By refusing to write history as a foreclosed linear movement from colonialism to independence, tradition to modernity or oppression to liberation, Steedly offers a text that also provokes curiosity about the ongoing circulation of these stories. What happened to the "eager girls" (Chapter Four) of independence who invested the new idea of a nation with familiar moral narratives of sacrifice and diligence while dreaming it out to encompass both kin and strangers? Over the long years between independence and the time of Steedly's fieldwork, how and where did their memories move? What did the daughters and sons and grandchildren of this first generation of "Indonesian women" make of these tales?

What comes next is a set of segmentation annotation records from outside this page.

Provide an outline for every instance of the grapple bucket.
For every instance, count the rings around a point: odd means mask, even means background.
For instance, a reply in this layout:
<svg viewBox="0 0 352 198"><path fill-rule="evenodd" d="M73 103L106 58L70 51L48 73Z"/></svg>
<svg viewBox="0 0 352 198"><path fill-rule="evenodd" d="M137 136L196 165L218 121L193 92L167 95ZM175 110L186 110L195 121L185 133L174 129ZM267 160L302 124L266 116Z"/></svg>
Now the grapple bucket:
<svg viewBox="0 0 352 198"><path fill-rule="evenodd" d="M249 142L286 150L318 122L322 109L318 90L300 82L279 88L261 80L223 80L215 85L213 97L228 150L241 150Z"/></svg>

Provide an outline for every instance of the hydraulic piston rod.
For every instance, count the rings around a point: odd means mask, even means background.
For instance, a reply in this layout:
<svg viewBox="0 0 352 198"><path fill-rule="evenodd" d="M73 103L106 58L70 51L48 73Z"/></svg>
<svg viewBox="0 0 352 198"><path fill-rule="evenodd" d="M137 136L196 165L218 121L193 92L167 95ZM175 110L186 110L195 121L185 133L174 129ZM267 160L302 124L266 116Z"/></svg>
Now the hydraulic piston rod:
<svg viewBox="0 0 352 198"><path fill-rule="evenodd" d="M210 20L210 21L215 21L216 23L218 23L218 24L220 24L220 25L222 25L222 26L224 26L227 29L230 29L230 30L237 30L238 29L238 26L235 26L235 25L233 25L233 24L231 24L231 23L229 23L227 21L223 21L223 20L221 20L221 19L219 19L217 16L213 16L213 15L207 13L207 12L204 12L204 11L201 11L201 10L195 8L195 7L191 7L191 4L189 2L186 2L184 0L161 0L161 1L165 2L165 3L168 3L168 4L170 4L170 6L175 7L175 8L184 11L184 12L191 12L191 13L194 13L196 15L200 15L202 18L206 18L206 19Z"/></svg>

Neither Steedly's interlocutors nor Steedly herself craft classic fables of "women's empowerment" in which the "capacity" of naive young women develops into an ability to act decisively for their own benefit. Indeed, Steedly challenges the applicability of such common tropes to Karo women, who eschewed precisely this kind of self-authoring storyline. But did these women's experiences during wartime alter the gendered dynamics of their lives and communities over the years that followed? As Steedly notes, Soeharto's New Order regime worked an extraordinary sleight of hand in recoding Indonesian women as "traditional", subjecting them to a coercive regime of gendered constraint. The images that Steedly's interlocutors offer--of young women draped in the camouflage of passion fruit vines, crawling through the underbrush on skinned hands and knees, clad only in their sarongs; of a young wife burying guns in her rice field when her husband did not know how to swing a hoe; of a mother's lament for the child that she lost to the demands of the struggle--stand in stark contrast to the romantic portrayals of male heroism and female domesticity sunk deep into Indonesian public culture. These gendered disruptions, and the pleasures of questioning that they provoke, are yet another gift that Steedly offers to her readers.